The price and who’s buying
The US$3.65 per share price implies an enterprise value in the neighborhood of $260 million when outstanding debt is factored in, according to industry reporting. The buyers are affiliates of Kingswood and Forager that are funding the deal through a special-purpose vehicle created specifically for the transaction. Shareholders signed off on the plan at a March 3 special meeting, the company told Nasdaq.
What it means for Cincinnati
Quipt calls Cincinnati home and has bulked up in recent years through acquisitions and partnerships that expanded its in-home respiratory footprint. Local trade coverage reports that CEO Greg Crawford is expected to stay in his role after the buyout closes, signaling that the new owners are, at least initially, sticking with the current leadership team. For patients and customers, the company has said day-to-day operations and service are expected to continue as ownership changes hands.
Industry context
The deal fits into a broader wave of private equity activity sweeping through the durable medical equipment and home health space, where financial buyers have been rolling up regional players to gain scale and reliable recurring revenue. Industry observers note that private ownership often speeds up small tuck-in acquisitions and technology upgrades, since owners do not have to live by the disclosure rhythm that public companies face, a pattern highlighted across trade coverage of the sector.
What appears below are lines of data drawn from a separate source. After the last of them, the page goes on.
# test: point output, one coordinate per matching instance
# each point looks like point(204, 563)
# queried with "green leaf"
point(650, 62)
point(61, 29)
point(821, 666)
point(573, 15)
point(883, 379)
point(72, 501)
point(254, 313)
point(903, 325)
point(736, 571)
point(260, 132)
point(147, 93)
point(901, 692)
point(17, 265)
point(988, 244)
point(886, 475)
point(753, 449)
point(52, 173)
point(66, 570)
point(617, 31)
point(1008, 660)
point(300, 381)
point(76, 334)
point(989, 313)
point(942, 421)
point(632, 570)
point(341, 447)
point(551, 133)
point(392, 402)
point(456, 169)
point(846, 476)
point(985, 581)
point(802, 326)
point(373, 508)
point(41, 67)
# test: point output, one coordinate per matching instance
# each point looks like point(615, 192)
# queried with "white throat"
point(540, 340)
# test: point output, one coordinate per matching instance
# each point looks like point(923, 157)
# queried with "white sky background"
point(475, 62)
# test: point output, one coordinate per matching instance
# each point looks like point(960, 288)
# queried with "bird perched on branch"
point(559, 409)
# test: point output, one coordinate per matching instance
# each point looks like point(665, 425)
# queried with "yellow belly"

Regulatory and legal notes
In its public filings, Quipt has cautioned investors about a range of regulatory and legal risks, including language referencing a civil investigative demand from the U.S. Department of Justice that appears in its SEC materials. Those disclosures, included in the company’s proxy and Form 8-K filings, sit alongside Quipt’s argument that the buyout delivers immediate liquidity and certainty of value for shareholders.
If the arrangement closes as planned, Quipt will no longer report as a public company in the United States or Canada and its stock will be pulled from public exchanges, handing full control to the Kingswood and Forager affiliates. From City Hall to local hospital systems, Cincinnati stakeholders will be watching to see whether the new owners keep Quipt’s local presence and acquisition-heavy strategy intact.